In a judgement dated November 3 and filed in Queensland, Justice Kiefel declared a related company, Australis Internet, and World Publishing Systems, had also breached the Trade Practices Act. In addition, he ruled Dataline's managing director, John Russell, was knowingly involved in the misleading acts of all three. Several staff also admitted they were aware of the company's deceptive conduct.

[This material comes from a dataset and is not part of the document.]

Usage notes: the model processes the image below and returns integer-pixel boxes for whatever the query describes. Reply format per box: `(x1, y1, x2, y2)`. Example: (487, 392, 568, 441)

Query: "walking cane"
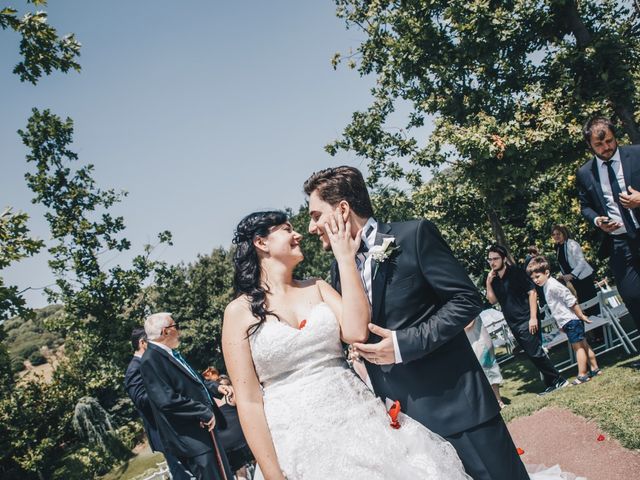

The Australian Competition and Consumer Commission (ACCC) initially lodged proceeding against the companies in 2001. According to the industry watchdog's spokesperson, it pursued action after receiving numerous email complaints about Dataline. Both Dataline and Australis are in liquidation. According to the court's findings, Dataline engaged in misleading and deceptive conduct by representing that:

*Dataline was entitled to make charges against customers' credit card accounts where it had no authority or contractual basis for doing so;

*Dataline was entitled to make charges with respect to its customers' use of its Internet services when the customer had ceased to access them;

*Customers could purchase unlimited access to Dataline's services, when Dataline had limited the ability of customers to access those services; and

*Dataline would provide skilled technical support at all times when it did not have the intention of doing so.

Dataline was also declared to have engaged in unconscionable acts by not permitting its virtual ISP customers to gain legal advice on contracts with the company. It had threatened to disconnect their services if they failed to sign further agreements.

Russell has been restrained from engaging in resale price maintenance with other providers. He has also been penalised and is required to pay ACCC court costs.

"The results have shown we were right to take this action," an ACCC spokesperson said. "We're unable to say much more as we are still in the appeals timeframe."